The centre-right government of former Prime Minister José María Aznar worked successfully to join the group of countries that adopted the euro in 1999. In October 2006, their unemployment rate was 7.6%, which compares well with many other European countries. Persistent weaknesses in the Spanish economy include high inflation, a large underground economy and an education system that, according to OECD reports, is one of the worst in the developed world, along with the United States and the United Kingdom.

By the mid-1990s, the economy had resumed growth that had been interrupted by the global recession of the early 1990s. Strong economic growth helped the government to reduce public debt as a percentage of GDP, and Spain’s high unemployment rate began to fall steadily. With a balanced public budget and controlled inflation, Spain was admitted to the euro area in 1999.

Since the 1990s, some Spanish companies have acquired the status of multinationals, often extending their activities to culturally close Latin America. Spain is the second largest foreign investor in Latin America after the United States. Spanish companies have also expanded into Asia, particularly China and India. Such an early worldwide expansion is a major competitive benefit compared to its rivals and its European neighbours. The reason for this early expansion is the growing interest in the Spanish language and culture in Asia and Africa and a corporate culture that has learned to take risks in unstable markets.

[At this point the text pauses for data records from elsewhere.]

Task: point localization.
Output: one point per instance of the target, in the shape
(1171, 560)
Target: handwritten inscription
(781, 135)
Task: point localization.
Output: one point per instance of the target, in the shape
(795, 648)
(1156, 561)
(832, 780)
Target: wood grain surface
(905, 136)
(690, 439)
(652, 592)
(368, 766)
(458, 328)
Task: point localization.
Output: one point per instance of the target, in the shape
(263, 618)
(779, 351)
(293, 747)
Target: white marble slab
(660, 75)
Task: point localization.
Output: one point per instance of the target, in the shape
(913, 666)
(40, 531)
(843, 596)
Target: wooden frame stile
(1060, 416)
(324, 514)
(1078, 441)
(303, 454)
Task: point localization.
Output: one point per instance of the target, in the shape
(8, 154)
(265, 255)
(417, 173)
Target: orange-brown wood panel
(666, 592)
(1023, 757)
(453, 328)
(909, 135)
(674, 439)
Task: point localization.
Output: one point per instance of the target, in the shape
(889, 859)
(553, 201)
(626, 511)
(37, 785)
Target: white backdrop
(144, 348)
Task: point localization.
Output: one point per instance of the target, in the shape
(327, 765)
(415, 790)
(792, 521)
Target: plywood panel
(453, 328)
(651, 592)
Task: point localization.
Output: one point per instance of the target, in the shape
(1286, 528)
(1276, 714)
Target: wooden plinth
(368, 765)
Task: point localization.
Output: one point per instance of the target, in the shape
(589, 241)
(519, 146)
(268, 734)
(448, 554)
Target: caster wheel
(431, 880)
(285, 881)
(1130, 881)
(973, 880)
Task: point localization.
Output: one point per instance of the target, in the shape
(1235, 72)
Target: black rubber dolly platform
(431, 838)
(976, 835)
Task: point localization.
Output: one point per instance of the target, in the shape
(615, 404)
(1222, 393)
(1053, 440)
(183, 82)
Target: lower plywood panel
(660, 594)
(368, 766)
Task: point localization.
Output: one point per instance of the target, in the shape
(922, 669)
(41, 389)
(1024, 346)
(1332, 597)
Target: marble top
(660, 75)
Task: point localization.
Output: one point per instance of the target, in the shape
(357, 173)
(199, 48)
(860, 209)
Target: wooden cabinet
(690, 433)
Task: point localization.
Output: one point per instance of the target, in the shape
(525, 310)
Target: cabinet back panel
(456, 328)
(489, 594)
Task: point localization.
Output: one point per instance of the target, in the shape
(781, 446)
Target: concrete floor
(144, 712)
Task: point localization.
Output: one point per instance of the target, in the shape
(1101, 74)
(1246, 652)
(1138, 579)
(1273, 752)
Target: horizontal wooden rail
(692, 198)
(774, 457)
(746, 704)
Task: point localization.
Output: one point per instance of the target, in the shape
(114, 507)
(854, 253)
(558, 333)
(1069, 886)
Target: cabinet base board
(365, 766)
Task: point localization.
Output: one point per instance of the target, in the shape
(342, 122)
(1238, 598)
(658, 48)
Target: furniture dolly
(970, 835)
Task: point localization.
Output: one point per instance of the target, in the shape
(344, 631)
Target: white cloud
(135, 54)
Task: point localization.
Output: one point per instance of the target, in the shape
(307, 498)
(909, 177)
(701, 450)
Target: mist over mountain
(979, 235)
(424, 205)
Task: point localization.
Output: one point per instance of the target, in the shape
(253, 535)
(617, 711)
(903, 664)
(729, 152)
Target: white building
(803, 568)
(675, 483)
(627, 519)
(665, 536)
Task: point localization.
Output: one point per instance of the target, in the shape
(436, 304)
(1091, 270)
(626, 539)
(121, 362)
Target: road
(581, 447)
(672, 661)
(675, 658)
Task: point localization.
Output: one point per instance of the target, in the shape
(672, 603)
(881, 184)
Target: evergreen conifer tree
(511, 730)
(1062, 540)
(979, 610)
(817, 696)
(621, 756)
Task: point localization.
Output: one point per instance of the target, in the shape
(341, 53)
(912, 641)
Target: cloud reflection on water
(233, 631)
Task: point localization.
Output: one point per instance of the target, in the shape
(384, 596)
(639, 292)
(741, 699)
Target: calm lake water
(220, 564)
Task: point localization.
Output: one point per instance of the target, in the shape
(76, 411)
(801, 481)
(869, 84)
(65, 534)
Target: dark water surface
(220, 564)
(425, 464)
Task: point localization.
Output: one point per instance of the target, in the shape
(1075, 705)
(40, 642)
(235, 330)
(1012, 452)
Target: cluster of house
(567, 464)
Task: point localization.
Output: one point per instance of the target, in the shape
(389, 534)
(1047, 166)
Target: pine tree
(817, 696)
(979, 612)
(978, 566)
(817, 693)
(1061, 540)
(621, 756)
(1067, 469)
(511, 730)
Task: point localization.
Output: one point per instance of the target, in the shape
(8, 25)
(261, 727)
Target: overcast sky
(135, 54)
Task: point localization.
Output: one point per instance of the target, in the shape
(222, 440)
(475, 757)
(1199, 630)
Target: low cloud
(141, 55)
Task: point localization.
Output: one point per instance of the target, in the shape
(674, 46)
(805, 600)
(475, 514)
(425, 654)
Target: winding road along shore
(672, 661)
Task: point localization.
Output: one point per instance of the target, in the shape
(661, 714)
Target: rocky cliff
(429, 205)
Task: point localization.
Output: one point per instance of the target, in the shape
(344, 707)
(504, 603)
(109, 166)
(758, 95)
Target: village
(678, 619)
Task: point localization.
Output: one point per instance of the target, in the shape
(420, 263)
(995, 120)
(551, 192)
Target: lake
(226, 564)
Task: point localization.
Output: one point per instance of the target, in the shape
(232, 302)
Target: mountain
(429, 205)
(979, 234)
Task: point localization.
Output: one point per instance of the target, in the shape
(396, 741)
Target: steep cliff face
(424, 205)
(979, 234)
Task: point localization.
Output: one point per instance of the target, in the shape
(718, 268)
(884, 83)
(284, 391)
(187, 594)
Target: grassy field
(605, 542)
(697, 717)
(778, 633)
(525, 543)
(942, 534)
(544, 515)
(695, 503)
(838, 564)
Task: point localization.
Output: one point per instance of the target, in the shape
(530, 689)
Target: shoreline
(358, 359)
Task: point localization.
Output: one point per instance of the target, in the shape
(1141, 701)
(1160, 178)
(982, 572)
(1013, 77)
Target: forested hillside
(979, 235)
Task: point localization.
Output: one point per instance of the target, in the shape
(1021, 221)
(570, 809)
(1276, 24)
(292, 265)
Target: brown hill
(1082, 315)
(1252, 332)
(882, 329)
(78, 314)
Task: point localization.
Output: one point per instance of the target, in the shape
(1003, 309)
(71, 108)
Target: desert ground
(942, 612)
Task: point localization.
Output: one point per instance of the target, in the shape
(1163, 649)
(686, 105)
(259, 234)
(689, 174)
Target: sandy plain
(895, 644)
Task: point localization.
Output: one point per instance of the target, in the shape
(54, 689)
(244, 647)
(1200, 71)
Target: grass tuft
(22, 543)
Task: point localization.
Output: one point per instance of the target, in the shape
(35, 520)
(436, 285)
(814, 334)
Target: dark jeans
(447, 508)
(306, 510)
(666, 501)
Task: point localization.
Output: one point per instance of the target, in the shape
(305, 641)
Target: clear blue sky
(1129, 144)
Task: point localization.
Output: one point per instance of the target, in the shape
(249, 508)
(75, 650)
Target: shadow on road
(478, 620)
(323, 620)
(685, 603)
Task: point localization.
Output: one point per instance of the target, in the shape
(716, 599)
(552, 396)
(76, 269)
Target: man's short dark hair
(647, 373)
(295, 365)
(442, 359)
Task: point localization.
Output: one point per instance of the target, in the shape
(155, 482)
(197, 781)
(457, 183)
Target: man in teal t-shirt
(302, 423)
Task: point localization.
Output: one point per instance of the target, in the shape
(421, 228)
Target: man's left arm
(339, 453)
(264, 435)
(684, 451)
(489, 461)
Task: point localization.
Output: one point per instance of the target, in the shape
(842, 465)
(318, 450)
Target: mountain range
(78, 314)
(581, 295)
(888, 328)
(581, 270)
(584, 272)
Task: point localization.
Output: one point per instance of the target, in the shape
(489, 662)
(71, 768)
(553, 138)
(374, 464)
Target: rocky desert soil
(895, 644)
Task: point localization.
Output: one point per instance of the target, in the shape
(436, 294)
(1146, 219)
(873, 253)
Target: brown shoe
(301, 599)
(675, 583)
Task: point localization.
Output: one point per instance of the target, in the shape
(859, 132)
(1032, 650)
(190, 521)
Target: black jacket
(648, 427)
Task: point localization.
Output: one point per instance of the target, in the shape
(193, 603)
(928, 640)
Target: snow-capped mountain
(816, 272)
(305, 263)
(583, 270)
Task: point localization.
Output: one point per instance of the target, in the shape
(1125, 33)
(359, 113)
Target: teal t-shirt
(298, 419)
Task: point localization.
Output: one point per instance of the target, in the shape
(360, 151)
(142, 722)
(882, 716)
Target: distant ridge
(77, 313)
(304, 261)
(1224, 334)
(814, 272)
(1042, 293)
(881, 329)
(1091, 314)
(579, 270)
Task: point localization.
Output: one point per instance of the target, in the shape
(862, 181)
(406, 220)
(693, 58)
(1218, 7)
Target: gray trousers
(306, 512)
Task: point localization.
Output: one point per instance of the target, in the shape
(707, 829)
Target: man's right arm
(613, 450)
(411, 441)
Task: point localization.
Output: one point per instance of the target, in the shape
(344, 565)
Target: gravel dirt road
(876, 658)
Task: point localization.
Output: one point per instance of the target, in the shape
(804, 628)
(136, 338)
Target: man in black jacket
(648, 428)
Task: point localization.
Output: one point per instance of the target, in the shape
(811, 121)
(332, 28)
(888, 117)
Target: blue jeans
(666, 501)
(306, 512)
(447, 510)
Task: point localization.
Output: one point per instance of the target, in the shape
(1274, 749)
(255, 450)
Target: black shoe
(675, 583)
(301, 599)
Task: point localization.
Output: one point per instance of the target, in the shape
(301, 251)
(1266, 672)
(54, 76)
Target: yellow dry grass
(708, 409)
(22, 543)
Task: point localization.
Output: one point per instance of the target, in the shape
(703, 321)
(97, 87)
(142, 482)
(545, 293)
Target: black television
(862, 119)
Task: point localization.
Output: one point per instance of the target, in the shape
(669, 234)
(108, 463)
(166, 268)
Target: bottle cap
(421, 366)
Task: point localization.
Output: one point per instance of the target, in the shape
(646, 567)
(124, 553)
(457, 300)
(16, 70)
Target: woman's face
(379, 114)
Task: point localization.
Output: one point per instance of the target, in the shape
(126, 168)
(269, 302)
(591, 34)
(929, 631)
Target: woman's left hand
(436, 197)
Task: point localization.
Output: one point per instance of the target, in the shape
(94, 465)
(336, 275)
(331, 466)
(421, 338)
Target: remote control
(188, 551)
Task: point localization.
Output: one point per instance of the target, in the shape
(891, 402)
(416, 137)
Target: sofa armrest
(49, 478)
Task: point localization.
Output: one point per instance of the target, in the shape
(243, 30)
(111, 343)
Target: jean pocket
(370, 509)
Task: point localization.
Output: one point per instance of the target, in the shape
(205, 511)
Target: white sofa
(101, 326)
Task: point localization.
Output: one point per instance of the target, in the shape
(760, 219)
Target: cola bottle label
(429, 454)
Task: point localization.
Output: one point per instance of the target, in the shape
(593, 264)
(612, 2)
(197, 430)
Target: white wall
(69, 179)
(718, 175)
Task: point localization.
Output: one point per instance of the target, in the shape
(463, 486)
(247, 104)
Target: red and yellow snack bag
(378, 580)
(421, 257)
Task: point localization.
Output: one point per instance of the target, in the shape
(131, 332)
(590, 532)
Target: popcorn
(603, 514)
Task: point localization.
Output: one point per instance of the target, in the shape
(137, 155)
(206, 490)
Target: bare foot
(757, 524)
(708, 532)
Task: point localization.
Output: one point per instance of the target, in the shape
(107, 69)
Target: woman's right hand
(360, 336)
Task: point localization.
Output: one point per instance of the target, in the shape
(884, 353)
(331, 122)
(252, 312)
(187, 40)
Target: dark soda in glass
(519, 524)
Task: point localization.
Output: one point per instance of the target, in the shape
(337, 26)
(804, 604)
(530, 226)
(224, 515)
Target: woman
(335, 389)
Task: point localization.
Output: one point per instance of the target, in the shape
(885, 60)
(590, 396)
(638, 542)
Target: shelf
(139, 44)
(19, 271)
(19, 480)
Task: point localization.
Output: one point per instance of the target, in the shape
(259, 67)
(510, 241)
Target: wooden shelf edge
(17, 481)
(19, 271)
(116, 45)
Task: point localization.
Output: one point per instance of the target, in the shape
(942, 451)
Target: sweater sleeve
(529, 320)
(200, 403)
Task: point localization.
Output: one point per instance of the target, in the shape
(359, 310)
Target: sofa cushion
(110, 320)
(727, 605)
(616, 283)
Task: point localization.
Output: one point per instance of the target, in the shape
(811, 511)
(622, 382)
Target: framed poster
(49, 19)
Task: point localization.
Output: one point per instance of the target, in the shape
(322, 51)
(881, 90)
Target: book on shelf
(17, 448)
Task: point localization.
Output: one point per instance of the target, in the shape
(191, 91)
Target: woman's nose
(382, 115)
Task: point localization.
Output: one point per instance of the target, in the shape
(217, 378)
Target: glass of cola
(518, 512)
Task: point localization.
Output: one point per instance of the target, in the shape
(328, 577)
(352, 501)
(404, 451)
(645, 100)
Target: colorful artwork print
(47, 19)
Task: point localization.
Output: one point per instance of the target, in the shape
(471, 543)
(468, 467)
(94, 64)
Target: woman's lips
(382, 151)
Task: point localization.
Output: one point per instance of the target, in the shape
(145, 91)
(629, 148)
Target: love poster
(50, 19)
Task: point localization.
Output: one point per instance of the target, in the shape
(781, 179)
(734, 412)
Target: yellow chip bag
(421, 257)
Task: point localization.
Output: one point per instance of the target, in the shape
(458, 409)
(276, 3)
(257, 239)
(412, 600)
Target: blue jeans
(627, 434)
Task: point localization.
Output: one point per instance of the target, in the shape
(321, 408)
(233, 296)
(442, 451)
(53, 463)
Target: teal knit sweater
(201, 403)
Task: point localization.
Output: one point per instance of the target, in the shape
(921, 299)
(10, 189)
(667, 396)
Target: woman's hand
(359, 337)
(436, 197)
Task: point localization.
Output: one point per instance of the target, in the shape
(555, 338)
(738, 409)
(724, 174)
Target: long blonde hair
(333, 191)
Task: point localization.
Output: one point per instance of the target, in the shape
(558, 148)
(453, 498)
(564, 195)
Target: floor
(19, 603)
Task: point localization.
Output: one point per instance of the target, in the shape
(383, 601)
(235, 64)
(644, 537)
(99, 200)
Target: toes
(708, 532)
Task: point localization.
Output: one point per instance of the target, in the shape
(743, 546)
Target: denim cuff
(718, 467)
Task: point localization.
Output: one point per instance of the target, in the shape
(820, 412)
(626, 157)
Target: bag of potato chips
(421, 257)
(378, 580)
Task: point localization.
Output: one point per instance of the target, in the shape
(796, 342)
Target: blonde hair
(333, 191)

Companies in Spain have been investing in fields including the commercialisation of renewable sources of energy, technology companies such as Telefónica, Abengoa, Mondragon Corporation, Movistar, Hisdesat, Indra, train manufacturers such as CAF, Talgo, global companies such as the textile company Inditex, oil companies such as Repsol and infrastructures, with six of the top ten international construction companies specialising in transport being Spanish.

In 2005, the Economist Intelligence Unit’s quality of life survey placed Spain among the top ten countries in the world.

In 2010, the Basque city of Bilbao received the Lee Kuan Yew World Cities Award, and its then mayor, Iñaki Azkuna, received the World Mayor’s Award in 2012. The Basque capital Vitoria-Gasteiz received the European Green Capital of 2012 award.